O novo álbum se junta a um catálogo que já tem Nomade Orquestra (2014), EntreMundos (2017), Vox Populi Vol I (2019), Vox Machina Vol I (2019) e Na Terra das Primaveras (2022) – representando uma fase de mudança e, segundo Nakata, de evolução. “As faixas marcam o início de uma nova fase, o início dessa troca com pessoas, com novas energias, e o fim de uma coisa que a gente já vinha fazendo, que a gente evoluiu naturalmente. Às vezes tem um estigma da música instrumental ser uma música muito difícil de digerir, complexa, e não que a gente não goste, não aprecie esse tipo de música, mas às vezes você quer apenas sentir mais sensações do que do que pensar”. A Nomade também comemora a entrada de Ana Eliza Colomar, a primeira mulher a integrar a banda, renovando tanto a perspectiva quanto a sonoridade. “Ela é uma gênia, ela é muito, muito musical, muito inteligente e a gente foi construindo essa relação com os anos, então foi quase que inevitável. Ela acabou entrando e trazendo um frescor pra nossa música, trazendo novas cores, novos olhares, novos debates”.
“O grande lance da Nomade Orquestra é a gente se permitir a brincar com os estilos, sem conservadorismo. É subverter os gêneros e trazer um novo olhar.

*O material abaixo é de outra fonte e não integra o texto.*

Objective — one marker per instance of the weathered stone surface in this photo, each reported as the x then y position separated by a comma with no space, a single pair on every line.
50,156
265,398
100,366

A gente gosta muito do processo de composição, porque às vezes até uma ideia que você desacredita, e coloca na roda, alguém compra e se transforma em outra coisa”
O time envolvido em Terceiro Mundo é amplo na lista de nomes e de instrumentos: Guilherme Nakata (bateria), Ruy Rascassi (contrabaixo), Marcos Mauricio (piano, órgão, clavinete , sintetizadores), Beto Malfatti (sax tenor, flauta, dizi), Marco Stoppa (trompete, flugelhorn), Bio Bonato (sax barítono, flauta, pífano), Luiz Galvão (guitarra, violão), Victor Fão (trombone), André Calixto (gaita). Raphael Coelho (percussão) e Ana Eliza Colomar (sax alto, flautas, hulusi). Já na bela capa do disco, criada por Ruy Rascassi, a banda expressa a ideia de uma jornada em busca da expressão de identidade e resistência, navegando entre passado, presente e futuro. Ao elencar suas influências musicais, o grupo, também une diferentes recortes temporais e contextuais da música – de Khruangbin e Yussef Dayes a Curtis Mayfield e Skatalites; de Arthur Verocai e Moacir Santos a Ryuichi Sakamoto e Hermeto Pascoal.
“O grande lance da Nomade Orquestra é este: a gente se permitir a brincar com os estilos, sem conservadorismo. É subverter um pouco os gêneros e trazer um novo olhar. A gente gosta muito do processo de composição da banda, porque às vezes até uma ideia que você desacredita e coloca na roda, alguém compra e aquilo se transforma em outra coisa. Para além do papel da música, acredito que este disco exibe a arte como cura, a música como cura – como energia vital para que o nosso público consiga agir diante de situações”.